Peningkatan terbanyak dipegang oleh George W. Bush tak lama usai pesawat menabrak gedung di kompleks WTC di New York. Ia mendapatkan lonjakan 35 poin—meskipun setelahnya ia diprotes gara-gara kebijakan Perang Melawan Teror.
Polanya, mengutip Council on Foreign Relations, “orang Amerika cenderung mendukung presiden setelah peristiwa besar terlepas apakah pristiwa tersebut membawa kabar baik atau buruk.”
Kendati popularitasnya menanjak, Obama tak luput dari kritik. Ia dipandang mengeksploitasi habis-habisan kematian bin Laden untuk kampanye Pilpres 2012.

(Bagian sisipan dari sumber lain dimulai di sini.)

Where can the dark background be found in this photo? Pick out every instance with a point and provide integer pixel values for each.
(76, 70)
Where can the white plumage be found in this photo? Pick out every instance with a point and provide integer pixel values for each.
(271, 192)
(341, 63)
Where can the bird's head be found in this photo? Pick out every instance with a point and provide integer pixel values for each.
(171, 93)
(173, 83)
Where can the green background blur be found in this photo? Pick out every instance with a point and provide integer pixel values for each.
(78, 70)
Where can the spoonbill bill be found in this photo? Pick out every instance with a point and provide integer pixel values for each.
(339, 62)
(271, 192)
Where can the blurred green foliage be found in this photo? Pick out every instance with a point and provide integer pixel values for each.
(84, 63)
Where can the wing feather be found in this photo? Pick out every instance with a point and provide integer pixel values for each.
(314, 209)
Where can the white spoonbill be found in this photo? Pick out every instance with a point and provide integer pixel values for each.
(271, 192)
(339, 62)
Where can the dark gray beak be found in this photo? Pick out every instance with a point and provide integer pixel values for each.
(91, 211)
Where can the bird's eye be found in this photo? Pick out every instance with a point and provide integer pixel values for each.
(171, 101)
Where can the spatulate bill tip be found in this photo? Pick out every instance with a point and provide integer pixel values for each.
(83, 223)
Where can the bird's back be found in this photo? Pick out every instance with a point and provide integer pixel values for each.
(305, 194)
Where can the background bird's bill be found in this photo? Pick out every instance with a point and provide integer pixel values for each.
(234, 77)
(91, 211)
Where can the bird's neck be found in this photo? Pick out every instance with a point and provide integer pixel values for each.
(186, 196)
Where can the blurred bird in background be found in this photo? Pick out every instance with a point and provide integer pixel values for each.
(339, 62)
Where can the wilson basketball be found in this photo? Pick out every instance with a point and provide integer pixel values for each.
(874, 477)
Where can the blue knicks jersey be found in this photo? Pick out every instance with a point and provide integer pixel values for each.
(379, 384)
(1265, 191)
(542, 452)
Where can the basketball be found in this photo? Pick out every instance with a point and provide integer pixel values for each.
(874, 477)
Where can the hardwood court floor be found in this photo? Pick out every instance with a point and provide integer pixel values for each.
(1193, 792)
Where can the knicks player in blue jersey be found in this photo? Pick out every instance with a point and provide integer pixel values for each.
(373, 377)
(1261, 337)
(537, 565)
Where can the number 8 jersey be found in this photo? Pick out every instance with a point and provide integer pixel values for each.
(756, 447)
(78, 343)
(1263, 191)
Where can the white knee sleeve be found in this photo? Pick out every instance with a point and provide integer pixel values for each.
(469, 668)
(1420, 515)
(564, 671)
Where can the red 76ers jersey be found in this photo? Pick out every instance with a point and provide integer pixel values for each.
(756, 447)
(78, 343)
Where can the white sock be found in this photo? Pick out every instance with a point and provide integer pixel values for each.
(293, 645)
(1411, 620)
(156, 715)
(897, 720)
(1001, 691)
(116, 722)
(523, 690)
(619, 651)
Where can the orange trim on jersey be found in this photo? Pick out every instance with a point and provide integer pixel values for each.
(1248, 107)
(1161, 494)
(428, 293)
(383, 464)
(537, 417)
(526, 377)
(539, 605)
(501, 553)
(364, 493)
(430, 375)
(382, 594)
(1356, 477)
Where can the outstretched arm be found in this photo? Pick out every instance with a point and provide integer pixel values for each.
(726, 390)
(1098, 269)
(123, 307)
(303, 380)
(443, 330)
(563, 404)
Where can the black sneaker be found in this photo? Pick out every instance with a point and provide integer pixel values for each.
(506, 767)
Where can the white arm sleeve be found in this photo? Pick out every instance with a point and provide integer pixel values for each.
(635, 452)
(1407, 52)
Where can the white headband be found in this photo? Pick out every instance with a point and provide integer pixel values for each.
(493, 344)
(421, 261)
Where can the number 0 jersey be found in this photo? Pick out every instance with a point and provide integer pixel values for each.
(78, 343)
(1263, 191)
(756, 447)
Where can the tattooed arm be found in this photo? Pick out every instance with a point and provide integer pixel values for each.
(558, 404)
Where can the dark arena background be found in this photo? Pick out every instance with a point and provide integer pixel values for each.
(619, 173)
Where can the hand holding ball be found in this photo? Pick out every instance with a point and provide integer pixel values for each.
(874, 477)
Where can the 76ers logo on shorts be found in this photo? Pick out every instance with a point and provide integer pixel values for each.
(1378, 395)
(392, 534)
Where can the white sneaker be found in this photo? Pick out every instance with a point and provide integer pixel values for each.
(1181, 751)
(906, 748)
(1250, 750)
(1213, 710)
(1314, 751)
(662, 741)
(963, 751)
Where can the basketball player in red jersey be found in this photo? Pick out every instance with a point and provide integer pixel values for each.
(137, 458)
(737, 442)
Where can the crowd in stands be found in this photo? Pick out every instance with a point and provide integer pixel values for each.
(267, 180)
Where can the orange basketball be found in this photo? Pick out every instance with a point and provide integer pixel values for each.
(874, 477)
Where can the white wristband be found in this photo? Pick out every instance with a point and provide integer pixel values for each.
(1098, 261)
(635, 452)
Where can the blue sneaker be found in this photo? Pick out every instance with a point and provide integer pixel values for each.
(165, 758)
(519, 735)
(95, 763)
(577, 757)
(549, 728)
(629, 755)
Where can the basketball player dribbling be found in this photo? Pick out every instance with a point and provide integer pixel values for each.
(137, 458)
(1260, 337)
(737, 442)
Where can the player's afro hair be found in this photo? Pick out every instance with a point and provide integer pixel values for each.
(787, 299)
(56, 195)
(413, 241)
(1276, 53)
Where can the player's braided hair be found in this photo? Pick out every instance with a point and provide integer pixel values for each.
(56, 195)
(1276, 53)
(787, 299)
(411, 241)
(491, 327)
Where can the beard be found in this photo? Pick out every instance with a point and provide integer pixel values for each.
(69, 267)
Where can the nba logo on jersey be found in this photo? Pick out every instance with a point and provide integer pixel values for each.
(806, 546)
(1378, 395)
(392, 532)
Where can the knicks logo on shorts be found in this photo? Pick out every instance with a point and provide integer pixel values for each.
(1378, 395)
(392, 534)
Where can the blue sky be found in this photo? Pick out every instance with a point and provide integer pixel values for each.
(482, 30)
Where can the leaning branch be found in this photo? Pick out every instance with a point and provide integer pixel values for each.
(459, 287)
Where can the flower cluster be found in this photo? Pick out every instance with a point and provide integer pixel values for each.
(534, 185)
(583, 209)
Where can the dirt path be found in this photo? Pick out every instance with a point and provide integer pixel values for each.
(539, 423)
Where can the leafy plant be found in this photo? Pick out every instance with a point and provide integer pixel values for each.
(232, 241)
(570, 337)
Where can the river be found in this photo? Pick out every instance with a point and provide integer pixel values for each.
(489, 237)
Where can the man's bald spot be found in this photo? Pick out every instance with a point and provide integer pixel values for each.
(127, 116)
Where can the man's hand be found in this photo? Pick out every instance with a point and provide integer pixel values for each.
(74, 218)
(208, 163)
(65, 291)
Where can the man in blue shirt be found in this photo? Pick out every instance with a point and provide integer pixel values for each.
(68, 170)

“Obama seharusnya malu karena mengurangi esensi memori 11 September dengan mengubah peristiwa pembunuhan bin Laden sebagai iklan politik yang murahan,” tegas John McCain, yang saat itu adalah senator Republikan dari Arizona, seperti diwartakan Politico.
Kerasnya kritik yang dialamatkan kepada Obama, toh, tak menghentikannya menang dalam Pilpres 2012.
Bagaimana dengan Trump?
Prediksi Bloomberg menunjukkan jika memang ada peningkatan poin popularitas untuk Trump, kemungkinan “kecil dan singkat”. Alasannya, pertama, sosok Baghdadi dinilai tak sebesar bin Laden. Ini membuat masyarakat AS kurang mencurahkan perhatiannya kepada peristiwa tewasnya Baghdadi—ditambah lagi tidak ada memori kolektif seperti peristiwa 9/11 yang mengawali kisah perburuan AS terhadap bin Laden.
Kedua, dan ini yang mungkin sangat berpengaruh, citra Trump sendiri sudah tak terlalu positif di mata publik akibat serangkaian kasus yang melibatkan namanya, mulai dari dugaan kecurangan Pilpres 2016, rencana pembangunan tembok perbatasan AS-Meksiko, larangan masuk bagi orang-orang dari tujuh negara berpenduduk mayoritas muslim, sampai skandal dengan Ukraina yang berujung wacana pemakzulan (impeachment).
Operasi militer yang menewaskan Baghdahi diperkirakan sulit untuk mengerek popularitas Trump di mata masyarakat AS yang kadung ambyar. Data dari FiveThirtyEight memperlihatkan, sejak Maret 2017, tingkat ketidaksukaan masyarakat terhadap Trump selalu berada di kisaran angka 50 persen. Yang terbaru (29 Oktober), persentasenya menyentuh 54,1 persen.
Tampil dengan gagah ketika mengumumkan kematian Baghdadi memang tak lantas menjadikannya idola masyarakat AS.